Represents the content of a single page, including its textual elements and a plain text aggregation. Typically used for layout-aware extraction results from documents such as PDFs or OCR-processed images.

public class PageElement
Inheritance
PageElement
Inherited Members

Constructors

PageElement(IEnumerable<TextElement>)

Initializes a new instance of the PageElement class with structured text elements only.

PageElement(IEnumerable<TextElement>, double, double, int, double)

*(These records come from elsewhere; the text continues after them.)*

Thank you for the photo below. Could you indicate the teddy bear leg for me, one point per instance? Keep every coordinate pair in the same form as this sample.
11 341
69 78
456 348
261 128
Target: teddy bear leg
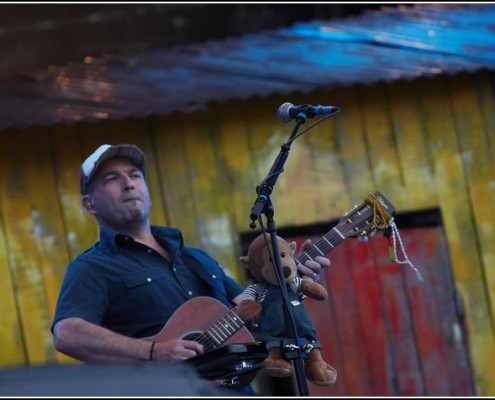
275 365
318 371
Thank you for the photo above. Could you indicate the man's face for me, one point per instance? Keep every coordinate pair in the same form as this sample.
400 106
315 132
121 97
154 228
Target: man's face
119 194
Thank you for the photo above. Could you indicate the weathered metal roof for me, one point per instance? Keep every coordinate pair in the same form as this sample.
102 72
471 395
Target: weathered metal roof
404 42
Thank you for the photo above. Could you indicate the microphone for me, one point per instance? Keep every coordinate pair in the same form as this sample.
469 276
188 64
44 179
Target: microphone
288 111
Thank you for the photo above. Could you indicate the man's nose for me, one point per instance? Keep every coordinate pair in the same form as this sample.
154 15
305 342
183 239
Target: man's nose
128 183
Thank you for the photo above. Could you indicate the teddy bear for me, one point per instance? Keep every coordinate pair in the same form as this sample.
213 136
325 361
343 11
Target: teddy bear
262 300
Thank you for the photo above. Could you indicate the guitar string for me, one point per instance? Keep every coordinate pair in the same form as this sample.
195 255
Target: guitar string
206 338
324 244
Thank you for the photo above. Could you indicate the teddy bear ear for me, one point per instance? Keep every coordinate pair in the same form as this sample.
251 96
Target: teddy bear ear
244 260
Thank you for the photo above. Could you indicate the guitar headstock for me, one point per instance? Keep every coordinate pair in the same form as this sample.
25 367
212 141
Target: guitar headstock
372 215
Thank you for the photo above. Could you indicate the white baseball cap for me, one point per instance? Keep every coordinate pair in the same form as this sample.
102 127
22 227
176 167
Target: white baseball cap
107 152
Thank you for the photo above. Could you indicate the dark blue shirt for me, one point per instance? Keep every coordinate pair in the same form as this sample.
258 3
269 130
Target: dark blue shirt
129 288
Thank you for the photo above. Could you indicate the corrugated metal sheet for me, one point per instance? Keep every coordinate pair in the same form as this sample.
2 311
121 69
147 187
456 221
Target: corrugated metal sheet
394 43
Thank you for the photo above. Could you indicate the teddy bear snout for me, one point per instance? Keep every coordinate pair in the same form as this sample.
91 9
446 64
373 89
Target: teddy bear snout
287 271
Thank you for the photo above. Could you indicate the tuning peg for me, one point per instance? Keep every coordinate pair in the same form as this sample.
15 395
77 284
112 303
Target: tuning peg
363 237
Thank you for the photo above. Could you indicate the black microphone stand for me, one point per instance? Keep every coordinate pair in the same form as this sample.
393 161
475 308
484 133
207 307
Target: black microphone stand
263 205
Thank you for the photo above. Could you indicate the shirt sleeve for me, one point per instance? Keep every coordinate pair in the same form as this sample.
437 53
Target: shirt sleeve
82 295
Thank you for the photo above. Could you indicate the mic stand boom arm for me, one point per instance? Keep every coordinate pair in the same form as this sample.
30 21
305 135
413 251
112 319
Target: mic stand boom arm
263 205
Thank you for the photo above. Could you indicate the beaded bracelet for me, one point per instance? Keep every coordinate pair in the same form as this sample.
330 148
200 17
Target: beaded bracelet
151 350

Initializes a new instance of the PageElement class with structured text elements, page dimensions, rotation, and skew information.

PageElement(string)

Initializes a new instance of the PageElement class with plain unstructured text only. This constructor should be used when no layout or bounding box information is available.

Properties

Height

Gets the height of the page in the original document, in points.

Rotation

Gets the detected rotation of the page in degrees clockwise (e.g., 0, 90, 180, or 270).

Skew

Gets the detected skew angle of the page in degrees clockwise.

Text

Gets the full textual content of the page as a single aggregated string.

TextElements

Gets the collection of TextElement instances found on the page. Each text element may optionally include bounding box coordinates describing its layout.

Width

Gets the width of the page in the original document, in points.

Methods

Clone()

Creates a deep copy of this PageElement, including cloned text elements and preserving current layout settings (size, rotation, skew, and formatting flag).

FromJson(string)

Deserializes the specified JSON string into a PageElement instance.

ToJson()

Serializes this PageElement into a JSON-formatted string.